Once More Into the Breach

This morning, I head to the infusion center for my final chemotherapy infusion. Unlike so many endings in life, this one is not bittersweet. (In fact, since I gave up sugar entirely during chemotherapy, but brought a box of lemon Pocky back from Japan to enjoy when it was over, I can tell you the end of chemo will be very sweet indeed.)

That said, I don’t regret my decision to undergo chemotherapy after my breast cancer diagnosis, even though my stage (1a) made it my choice rather than something I “had” to do.

My cancer was “triple negative,” meaning it wasn’t fueled by the three most common hormone receptors: estrogen, progesterone, or the HER-2/neu gene. Two days ago, I also learned that my genetic test came back negative for 31 different genetic mutations that make some people more prone to various cancers.

My cancer didn’t have a genetic explanation, and it was highly aggressive – two good reasons to opt for chemo. While no one can guarantee cancer won’t ever come back, chemo also allows me to move forward with my life, confident that I’ve done everything physically possible to prevent a recurrence.

Those reasons aside, I’m glad I underwent chemo for another reason, too.

It has given me great empathy for people who endure this difficult process, and taught me to value every day of my own life, whether or not I “feel like” enjoying the day.
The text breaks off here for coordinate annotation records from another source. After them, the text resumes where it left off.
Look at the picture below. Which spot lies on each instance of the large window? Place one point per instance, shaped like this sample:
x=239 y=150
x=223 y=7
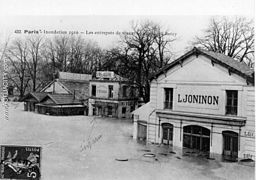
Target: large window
x=232 y=101
x=110 y=91
x=93 y=90
x=110 y=110
x=124 y=91
x=123 y=110
x=168 y=98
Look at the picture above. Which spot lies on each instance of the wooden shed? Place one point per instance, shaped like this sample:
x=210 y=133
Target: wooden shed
x=61 y=104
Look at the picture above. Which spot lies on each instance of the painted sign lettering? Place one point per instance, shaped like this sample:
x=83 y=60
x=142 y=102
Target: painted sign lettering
x=198 y=99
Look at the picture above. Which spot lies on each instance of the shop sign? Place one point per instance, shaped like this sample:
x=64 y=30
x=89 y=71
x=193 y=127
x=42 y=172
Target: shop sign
x=198 y=98
x=102 y=91
x=105 y=74
x=249 y=134
x=20 y=162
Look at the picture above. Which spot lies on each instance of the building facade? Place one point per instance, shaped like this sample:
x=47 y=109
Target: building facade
x=111 y=95
x=66 y=95
x=202 y=102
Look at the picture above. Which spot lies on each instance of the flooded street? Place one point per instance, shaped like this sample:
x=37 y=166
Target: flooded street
x=81 y=147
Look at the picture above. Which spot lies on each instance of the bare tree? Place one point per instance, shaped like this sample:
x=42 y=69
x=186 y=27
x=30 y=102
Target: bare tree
x=34 y=59
x=234 y=38
x=17 y=54
x=147 y=50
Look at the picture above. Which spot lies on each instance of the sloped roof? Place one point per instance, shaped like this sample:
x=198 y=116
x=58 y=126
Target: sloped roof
x=144 y=111
x=234 y=66
x=62 y=99
x=77 y=87
x=37 y=95
x=115 y=78
x=74 y=76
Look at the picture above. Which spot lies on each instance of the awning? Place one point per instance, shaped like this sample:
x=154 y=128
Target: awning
x=202 y=118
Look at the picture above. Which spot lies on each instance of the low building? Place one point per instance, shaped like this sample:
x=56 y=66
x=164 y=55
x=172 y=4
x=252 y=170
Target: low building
x=31 y=99
x=112 y=95
x=70 y=83
x=68 y=95
x=202 y=102
x=61 y=105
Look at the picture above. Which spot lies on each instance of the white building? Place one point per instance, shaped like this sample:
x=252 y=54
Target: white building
x=111 y=95
x=203 y=101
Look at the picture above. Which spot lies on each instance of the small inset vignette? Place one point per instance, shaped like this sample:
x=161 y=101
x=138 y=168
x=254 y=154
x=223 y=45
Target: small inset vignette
x=20 y=162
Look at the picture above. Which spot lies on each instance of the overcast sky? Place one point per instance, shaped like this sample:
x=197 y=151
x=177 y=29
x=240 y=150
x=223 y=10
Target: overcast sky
x=185 y=18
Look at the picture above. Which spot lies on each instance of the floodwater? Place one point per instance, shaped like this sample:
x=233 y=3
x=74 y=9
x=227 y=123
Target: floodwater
x=81 y=147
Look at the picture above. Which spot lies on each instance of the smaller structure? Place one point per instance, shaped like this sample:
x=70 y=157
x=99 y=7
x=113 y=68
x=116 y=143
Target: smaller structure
x=112 y=95
x=66 y=95
x=61 y=104
x=31 y=99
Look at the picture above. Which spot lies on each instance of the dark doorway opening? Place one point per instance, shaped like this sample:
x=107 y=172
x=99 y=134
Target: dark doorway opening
x=196 y=138
x=167 y=134
x=230 y=145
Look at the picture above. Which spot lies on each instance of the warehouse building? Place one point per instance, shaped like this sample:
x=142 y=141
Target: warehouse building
x=112 y=95
x=203 y=102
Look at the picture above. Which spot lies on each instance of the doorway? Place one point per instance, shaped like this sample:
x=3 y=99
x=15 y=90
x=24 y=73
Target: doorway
x=230 y=145
x=196 y=138
x=167 y=134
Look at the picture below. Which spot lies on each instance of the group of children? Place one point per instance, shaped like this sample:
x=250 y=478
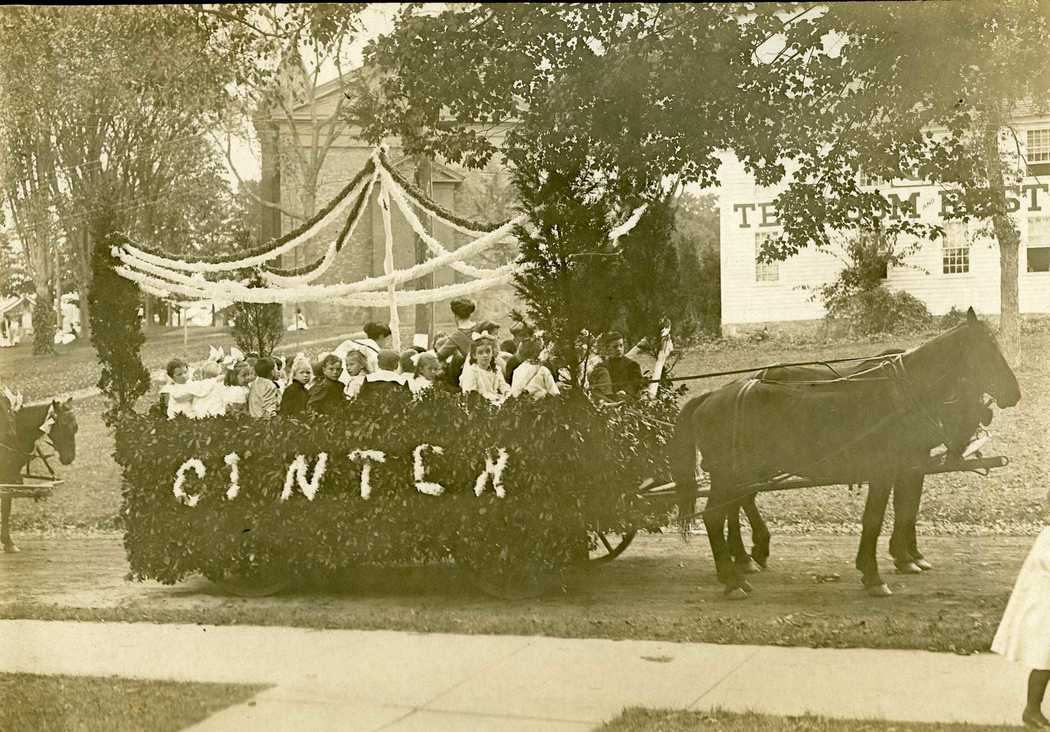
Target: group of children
x=468 y=359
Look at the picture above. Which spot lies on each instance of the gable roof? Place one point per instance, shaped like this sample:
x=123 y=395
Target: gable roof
x=439 y=172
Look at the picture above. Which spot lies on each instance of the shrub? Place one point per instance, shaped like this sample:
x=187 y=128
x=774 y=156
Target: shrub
x=881 y=311
x=116 y=328
x=256 y=327
x=570 y=465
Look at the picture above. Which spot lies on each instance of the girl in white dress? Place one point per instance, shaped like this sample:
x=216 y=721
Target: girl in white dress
x=480 y=373
x=1024 y=632
x=532 y=377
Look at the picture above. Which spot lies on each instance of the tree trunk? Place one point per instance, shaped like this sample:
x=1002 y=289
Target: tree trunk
x=1009 y=245
x=424 y=313
x=43 y=321
x=84 y=281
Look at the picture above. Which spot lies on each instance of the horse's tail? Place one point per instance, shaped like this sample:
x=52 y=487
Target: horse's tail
x=683 y=457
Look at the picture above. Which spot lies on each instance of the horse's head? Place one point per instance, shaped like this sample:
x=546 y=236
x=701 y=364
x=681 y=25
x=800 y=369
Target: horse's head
x=985 y=364
x=63 y=430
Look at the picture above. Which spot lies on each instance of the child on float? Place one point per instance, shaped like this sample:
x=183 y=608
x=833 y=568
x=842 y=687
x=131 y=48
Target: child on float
x=326 y=394
x=1024 y=632
x=177 y=395
x=531 y=377
x=480 y=373
x=295 y=396
x=238 y=380
x=386 y=379
x=426 y=374
x=263 y=393
x=357 y=368
x=209 y=391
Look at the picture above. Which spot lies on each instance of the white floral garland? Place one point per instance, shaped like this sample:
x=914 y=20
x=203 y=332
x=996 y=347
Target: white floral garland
x=297 y=474
x=398 y=193
x=215 y=291
x=494 y=471
x=232 y=459
x=285 y=280
x=196 y=466
x=133 y=269
x=307 y=235
x=419 y=471
x=366 y=457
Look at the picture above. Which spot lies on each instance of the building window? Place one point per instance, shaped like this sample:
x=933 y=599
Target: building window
x=1038 y=151
x=764 y=271
x=1038 y=244
x=956 y=252
x=865 y=181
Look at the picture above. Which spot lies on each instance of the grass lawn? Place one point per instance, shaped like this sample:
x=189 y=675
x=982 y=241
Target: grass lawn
x=1009 y=501
x=36 y=703
x=659 y=589
x=658 y=720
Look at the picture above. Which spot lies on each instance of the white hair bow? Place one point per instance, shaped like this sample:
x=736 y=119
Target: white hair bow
x=48 y=421
x=14 y=398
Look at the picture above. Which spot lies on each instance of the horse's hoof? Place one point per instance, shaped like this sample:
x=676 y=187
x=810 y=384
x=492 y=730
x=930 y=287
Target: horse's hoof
x=749 y=567
x=879 y=590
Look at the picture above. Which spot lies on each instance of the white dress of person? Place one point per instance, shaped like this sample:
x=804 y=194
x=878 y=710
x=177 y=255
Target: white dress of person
x=534 y=379
x=353 y=383
x=488 y=383
x=1024 y=632
x=419 y=383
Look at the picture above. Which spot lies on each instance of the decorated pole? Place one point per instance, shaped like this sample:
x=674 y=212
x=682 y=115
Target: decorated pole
x=424 y=313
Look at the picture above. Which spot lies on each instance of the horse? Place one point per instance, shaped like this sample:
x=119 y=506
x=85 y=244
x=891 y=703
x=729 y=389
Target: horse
x=874 y=423
x=53 y=422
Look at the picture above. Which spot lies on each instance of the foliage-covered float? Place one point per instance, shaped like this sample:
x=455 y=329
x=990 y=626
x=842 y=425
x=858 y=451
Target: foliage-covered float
x=510 y=494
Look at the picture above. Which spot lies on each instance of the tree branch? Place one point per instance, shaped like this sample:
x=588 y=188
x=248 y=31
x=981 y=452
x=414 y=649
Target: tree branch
x=247 y=189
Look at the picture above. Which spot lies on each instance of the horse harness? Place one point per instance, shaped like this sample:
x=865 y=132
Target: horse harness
x=899 y=375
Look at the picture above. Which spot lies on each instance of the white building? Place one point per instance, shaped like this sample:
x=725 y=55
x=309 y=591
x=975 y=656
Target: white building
x=958 y=270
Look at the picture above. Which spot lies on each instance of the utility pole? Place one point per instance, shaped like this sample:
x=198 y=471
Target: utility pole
x=424 y=313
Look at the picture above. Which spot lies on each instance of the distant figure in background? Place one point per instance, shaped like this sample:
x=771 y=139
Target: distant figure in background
x=1024 y=632
x=263 y=393
x=300 y=321
x=624 y=373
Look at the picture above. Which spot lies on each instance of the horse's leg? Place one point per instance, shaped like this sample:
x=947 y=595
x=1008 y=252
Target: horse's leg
x=875 y=511
x=8 y=545
x=759 y=532
x=903 y=546
x=714 y=521
x=744 y=564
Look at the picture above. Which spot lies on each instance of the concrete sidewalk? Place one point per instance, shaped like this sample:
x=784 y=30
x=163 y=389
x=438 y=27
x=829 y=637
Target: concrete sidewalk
x=348 y=680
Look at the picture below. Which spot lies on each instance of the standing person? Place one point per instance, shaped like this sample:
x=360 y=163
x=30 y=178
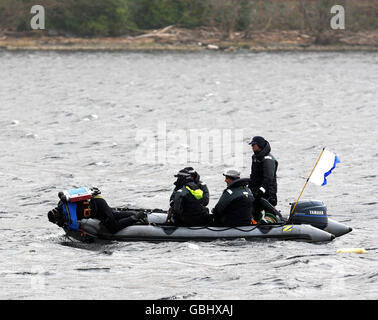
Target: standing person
x=263 y=179
x=234 y=207
x=187 y=205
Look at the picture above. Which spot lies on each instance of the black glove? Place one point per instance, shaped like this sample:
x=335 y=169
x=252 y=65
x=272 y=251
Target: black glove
x=142 y=217
x=52 y=215
x=259 y=194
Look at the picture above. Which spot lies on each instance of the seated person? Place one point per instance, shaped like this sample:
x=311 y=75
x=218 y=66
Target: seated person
x=234 y=207
x=96 y=208
x=196 y=178
x=187 y=203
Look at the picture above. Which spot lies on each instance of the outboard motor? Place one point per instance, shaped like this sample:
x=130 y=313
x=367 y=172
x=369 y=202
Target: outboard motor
x=311 y=212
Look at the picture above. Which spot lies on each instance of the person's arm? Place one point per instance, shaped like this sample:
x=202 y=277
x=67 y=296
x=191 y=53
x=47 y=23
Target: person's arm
x=206 y=194
x=224 y=201
x=177 y=205
x=269 y=171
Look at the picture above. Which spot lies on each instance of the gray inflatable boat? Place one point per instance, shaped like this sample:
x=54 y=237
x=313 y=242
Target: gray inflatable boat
x=300 y=227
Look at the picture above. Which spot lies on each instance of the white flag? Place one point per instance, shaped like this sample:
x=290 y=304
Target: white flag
x=326 y=164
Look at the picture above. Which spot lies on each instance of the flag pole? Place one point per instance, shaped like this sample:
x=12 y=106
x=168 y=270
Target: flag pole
x=307 y=182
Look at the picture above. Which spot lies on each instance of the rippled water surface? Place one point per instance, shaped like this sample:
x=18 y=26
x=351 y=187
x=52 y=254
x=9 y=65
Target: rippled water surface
x=121 y=122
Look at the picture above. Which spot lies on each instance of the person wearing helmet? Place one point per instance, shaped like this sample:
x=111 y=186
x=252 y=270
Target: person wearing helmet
x=187 y=203
x=201 y=185
x=234 y=207
x=263 y=179
x=96 y=208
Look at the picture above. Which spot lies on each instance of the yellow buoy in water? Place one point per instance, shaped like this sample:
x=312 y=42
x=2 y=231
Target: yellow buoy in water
x=351 y=250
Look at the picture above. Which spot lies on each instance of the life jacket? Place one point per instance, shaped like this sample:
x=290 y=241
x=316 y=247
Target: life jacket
x=75 y=206
x=197 y=193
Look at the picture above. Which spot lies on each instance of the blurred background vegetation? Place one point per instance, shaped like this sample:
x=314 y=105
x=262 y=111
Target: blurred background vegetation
x=124 y=17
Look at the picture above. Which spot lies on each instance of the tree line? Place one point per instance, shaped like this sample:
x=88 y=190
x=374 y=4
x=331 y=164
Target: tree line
x=122 y=17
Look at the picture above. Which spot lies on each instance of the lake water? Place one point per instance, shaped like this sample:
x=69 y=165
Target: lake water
x=127 y=122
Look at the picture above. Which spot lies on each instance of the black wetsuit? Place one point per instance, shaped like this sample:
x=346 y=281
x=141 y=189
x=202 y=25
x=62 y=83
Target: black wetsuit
x=234 y=207
x=263 y=175
x=113 y=220
x=187 y=210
Now that I know how it feels to be so sick you’re forced to choose joy (and believe me, during parts of chemo, joy is a conscious decision, not something that happens on its own), I’ve made the decision to find some joy–and appreciate my blessings–every day, for as long as I live.

That decision may not be easy, and the temptation to fall back into old patterns may grow stronger the farther I get from this experience with cancer and chemotherapy, but my commitment to it is just as strong as my choice to maintain the healthier eating and exercise patterns I started two years ago and adhered to even more closely during the chemo process.

In other words: it’s a choice I’ll keep making every day, even when I don’t “feel it” naturally.

It’s strange to say that chemotherapy taught me to be an even more joyful person, but it did. The old saying that “you don’t know what you have until it’s gone” is true–and I’m grateful that the health, and life, that cancer threatened weren’t permanently gone.

Now that I’m going to get them back, I won’t take them for granted any more.

What blessing have you taken for granted? Will you join me in the decision to find more joy in life, whenever you can?